La joven tenía contracciones cada vez más
frecuentes, pero como el personal del hospital estaba
muy ocupado, la pareja debió esperar un rato
mientras se hacían los preparativos. El nerviosismo
del marido iba en aumento, pero finalmente un doctor
preguntó por la paciente y un equipo de enfermeras
se encargó de conducir a la parturienta a la
sala correspondiente.
Una vez dentro, el tiempo se hizo eterno para el futuro
padre. El reloj de cuerda de la sala martillaba con
persistencia segundo tras segundo, resonando como un
gong en el silencio del hospital. El niño jugaba,
pero el padre, nervioso, esperaba el momento de ir a
conocer a su nuevo hijo.
Minutos después, en lugar de una enfermera sonriente
se presentó un doctor con aspecto apesadumbrado.
Casi sin entender qué sucedía, el hombre
escuchó en seguidilla las explicaciones detalladas
del médico, como golpes secos y repetidos: se
hizo todo lo posible, no resistió, un parto difícil,
no hay nada que hacer, el cuerpo ya fue trasladado...
El esposo estalló en un ataque de histeria, sintiendo
que las cuatro paredes del hospital se desplomaban hacia
adentro, reprimiendo el impulso de correr a la sala
y llamar a su mujer a los gritos. Al rato se sumió
en un rincón, temblando.
En medio de su angustia, un señor canoso, mayor,
con la túnica clásica de médico,
cruza la sala.
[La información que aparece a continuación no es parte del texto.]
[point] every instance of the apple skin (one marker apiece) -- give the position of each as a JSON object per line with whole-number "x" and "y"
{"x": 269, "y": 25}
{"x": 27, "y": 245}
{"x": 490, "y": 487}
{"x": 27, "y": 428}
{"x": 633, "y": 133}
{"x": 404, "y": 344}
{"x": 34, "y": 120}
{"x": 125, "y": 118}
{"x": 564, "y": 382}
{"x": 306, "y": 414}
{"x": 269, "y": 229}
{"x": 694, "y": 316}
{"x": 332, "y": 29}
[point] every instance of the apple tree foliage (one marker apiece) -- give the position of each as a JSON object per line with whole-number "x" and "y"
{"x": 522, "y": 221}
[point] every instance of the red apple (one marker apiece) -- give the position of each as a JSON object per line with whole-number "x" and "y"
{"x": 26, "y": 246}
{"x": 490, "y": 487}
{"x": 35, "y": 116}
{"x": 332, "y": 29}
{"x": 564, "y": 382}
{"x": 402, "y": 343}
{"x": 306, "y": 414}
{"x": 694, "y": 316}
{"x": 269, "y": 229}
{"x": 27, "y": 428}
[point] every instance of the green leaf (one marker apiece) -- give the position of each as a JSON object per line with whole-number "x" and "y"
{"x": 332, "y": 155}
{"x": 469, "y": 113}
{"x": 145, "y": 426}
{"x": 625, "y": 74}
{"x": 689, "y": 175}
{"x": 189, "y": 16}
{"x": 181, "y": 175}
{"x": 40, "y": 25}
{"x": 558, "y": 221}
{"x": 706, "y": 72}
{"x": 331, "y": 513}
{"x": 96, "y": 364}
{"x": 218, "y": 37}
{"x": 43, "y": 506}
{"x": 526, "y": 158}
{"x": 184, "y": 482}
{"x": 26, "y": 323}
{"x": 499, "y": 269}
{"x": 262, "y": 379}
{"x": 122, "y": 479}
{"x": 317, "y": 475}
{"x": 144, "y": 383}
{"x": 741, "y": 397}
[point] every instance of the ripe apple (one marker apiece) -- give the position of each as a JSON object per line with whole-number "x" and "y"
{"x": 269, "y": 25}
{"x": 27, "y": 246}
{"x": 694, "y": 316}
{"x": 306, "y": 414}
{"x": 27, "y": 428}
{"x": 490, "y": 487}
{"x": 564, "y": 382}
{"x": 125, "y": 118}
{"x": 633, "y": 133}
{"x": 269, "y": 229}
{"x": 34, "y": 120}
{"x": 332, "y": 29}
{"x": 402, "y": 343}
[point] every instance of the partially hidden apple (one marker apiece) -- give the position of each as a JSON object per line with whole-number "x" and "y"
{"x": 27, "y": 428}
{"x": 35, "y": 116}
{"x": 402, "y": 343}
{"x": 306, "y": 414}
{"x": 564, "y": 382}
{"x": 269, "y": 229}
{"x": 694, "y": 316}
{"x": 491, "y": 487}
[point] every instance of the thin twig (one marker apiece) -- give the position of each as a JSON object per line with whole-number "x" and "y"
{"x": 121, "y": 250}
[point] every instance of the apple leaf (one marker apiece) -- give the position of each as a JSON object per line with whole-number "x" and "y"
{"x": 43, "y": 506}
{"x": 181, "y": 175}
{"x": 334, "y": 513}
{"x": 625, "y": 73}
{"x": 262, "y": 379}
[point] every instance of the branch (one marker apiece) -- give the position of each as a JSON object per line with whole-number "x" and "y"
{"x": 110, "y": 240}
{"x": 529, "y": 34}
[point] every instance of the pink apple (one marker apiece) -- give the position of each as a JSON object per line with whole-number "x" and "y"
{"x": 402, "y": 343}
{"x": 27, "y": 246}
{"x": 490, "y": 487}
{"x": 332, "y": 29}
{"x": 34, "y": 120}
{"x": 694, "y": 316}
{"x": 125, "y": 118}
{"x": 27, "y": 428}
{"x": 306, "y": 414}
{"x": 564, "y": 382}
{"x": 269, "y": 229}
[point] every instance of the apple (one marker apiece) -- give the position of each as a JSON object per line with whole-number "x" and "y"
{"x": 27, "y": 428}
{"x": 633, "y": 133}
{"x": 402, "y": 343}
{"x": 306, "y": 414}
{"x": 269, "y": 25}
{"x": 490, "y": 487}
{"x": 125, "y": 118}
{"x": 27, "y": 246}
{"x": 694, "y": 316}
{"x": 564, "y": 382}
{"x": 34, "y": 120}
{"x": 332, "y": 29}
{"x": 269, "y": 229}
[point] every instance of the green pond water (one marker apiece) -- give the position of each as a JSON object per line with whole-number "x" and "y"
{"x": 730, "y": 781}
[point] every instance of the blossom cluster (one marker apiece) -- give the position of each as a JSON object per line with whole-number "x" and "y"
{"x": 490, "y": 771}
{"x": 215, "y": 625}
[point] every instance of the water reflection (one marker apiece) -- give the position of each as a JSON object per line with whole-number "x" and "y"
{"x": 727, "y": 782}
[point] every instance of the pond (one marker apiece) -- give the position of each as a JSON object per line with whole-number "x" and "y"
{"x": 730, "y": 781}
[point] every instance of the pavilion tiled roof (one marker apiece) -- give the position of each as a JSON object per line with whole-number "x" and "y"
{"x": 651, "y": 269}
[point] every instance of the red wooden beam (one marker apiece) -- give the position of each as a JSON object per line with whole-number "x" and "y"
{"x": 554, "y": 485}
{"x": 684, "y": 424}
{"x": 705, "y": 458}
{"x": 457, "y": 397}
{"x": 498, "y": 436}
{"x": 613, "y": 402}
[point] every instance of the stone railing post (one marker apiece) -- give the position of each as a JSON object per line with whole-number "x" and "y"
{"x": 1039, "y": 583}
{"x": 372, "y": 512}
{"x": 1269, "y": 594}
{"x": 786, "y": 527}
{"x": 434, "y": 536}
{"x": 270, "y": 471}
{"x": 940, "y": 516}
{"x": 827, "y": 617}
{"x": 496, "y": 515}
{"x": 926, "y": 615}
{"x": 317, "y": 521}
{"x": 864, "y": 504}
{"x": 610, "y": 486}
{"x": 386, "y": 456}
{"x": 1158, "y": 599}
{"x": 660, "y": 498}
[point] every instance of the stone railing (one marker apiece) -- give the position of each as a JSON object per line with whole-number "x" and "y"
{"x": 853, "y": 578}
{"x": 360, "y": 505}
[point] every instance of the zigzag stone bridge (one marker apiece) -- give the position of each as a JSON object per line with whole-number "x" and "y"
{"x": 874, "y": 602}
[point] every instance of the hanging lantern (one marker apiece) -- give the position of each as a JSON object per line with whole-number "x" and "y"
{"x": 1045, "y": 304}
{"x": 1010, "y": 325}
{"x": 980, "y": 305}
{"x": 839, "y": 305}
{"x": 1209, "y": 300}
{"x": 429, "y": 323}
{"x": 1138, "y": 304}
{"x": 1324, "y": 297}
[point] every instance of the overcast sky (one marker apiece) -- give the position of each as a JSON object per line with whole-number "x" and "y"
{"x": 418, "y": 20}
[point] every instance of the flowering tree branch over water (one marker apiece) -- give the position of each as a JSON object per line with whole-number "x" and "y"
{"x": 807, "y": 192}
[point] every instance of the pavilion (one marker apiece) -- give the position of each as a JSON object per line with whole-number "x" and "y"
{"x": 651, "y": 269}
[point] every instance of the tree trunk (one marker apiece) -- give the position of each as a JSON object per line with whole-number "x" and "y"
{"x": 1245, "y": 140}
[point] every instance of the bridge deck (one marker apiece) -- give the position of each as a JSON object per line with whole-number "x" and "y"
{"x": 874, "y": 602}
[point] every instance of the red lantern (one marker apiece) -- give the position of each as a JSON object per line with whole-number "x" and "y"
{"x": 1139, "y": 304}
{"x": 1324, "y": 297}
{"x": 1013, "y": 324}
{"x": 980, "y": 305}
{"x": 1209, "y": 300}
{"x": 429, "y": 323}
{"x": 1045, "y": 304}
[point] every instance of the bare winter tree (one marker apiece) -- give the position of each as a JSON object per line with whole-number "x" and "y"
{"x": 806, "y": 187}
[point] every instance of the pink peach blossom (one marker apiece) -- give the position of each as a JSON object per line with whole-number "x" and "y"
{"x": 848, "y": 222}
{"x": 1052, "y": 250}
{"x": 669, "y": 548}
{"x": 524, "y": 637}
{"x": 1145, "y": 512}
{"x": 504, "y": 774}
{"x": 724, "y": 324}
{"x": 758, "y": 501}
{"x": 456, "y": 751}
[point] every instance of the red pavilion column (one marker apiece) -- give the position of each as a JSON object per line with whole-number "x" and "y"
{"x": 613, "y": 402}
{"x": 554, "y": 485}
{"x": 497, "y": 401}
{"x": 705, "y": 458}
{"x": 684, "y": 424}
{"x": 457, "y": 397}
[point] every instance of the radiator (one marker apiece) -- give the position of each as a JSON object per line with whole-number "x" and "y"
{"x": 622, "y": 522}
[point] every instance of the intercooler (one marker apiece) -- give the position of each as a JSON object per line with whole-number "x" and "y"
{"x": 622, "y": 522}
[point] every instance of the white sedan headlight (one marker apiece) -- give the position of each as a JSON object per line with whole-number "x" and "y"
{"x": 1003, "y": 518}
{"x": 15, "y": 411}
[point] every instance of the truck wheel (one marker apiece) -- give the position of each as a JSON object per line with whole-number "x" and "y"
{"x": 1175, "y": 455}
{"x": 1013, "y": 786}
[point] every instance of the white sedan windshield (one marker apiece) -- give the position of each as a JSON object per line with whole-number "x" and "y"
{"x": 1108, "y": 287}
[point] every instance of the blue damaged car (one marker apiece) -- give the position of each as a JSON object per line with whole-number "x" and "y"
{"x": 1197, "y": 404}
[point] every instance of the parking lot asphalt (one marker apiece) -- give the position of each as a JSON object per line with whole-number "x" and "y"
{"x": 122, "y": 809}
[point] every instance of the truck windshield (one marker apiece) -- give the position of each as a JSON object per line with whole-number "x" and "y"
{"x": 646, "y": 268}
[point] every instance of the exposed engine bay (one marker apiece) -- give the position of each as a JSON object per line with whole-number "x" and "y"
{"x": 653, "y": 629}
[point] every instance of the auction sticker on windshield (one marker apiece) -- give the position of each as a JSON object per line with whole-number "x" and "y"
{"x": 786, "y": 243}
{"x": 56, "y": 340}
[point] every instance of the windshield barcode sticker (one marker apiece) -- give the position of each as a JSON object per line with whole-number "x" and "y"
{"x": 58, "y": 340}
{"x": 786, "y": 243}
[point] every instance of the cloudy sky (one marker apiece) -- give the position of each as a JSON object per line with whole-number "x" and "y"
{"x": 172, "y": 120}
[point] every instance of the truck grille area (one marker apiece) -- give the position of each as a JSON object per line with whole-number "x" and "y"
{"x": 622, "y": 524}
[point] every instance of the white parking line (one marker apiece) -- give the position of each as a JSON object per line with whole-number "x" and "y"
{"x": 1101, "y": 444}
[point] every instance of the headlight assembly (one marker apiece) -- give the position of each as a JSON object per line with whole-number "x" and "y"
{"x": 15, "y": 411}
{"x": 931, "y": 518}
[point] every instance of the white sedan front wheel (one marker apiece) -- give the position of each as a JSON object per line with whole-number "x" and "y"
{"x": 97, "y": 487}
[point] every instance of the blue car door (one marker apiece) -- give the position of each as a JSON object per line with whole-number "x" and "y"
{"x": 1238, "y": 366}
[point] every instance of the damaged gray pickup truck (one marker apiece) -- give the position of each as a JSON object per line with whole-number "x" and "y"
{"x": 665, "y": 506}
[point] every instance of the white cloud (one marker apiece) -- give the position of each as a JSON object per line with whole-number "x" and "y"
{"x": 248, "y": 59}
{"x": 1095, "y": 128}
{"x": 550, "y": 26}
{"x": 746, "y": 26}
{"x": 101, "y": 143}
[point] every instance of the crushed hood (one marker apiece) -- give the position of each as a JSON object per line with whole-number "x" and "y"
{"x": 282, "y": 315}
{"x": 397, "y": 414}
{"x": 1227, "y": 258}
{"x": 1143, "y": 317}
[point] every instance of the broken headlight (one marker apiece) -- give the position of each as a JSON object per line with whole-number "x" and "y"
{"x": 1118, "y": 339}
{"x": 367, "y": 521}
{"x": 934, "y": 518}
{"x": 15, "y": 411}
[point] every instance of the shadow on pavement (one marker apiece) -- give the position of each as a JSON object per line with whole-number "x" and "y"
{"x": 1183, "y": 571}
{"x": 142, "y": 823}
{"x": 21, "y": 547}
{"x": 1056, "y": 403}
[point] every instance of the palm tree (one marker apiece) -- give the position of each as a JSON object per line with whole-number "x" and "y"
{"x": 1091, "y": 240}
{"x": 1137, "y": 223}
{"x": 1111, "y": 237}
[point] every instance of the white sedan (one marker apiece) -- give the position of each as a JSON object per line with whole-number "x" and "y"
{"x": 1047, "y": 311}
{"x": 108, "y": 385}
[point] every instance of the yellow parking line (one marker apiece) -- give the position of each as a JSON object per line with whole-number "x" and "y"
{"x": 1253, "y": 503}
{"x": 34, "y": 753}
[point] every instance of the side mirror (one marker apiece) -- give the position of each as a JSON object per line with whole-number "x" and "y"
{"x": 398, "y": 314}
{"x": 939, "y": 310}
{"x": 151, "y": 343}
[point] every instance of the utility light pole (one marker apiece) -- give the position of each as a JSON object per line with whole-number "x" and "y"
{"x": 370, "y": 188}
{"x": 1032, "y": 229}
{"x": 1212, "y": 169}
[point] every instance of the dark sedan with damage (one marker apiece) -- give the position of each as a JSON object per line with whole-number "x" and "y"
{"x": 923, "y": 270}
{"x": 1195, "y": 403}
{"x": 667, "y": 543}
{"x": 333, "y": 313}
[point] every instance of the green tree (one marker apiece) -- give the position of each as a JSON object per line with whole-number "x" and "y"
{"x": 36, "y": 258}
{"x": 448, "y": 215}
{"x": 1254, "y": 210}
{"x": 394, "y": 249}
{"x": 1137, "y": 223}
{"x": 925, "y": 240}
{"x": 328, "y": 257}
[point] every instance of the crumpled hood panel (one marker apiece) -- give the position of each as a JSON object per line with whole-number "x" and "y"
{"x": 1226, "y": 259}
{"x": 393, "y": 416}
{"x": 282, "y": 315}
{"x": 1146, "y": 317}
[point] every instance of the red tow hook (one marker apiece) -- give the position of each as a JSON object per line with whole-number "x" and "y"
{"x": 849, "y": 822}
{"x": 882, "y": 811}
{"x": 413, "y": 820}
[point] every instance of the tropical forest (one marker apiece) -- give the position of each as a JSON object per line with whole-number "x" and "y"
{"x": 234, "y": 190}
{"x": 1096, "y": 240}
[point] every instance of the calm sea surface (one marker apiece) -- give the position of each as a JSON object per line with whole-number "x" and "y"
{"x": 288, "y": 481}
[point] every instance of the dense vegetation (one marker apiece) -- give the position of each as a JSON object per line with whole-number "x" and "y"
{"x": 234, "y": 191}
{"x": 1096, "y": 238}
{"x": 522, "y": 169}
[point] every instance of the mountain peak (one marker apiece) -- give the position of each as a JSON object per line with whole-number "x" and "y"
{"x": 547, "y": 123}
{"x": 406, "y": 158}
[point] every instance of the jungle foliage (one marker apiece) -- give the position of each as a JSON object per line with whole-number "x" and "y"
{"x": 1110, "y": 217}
Se presenta al joven como el doctor Luis
Pedro Lenguas y aclara que está dispuesto a ayudarlo,
a lo que el esposo responde con furia y le reprocha
con amargura haber llegado demasiado tarde. El anciano,
sin embargo, habla con calma y suavidad. Está
allí para ayudar, repite, y le pide que aguarde
unos minutos.
Segundos después, se siente un llanto de bebé
y los gemidos confusos de una mujer. Por la puerta del
sanatorio asoma una camilla, sobre la cual descansa
la joven esposa, lejos de estar muerta, y su hijo en
brazos. Se funden en un abrazo incrédulo y hablan
al mismo tiempo: ella no comprende lo sucedido y tiene
una sensación extraña; él se deshace
en lágrimas y busca con la mirada a los médicos.
El personal del hospital, ante tanto clamor, llega al
lugar de los hechos. Cuando el doctor ve a la mujer,
se pone pálido y balbucea, incapaz de creer en
la presencia milagrosa de la madre y su hijo recién
nacido, desbordante de vida. El esposo está furioso
y se niega a contestar a los médicos, aclarando
que hablará únicamente con el doctor Lenguas.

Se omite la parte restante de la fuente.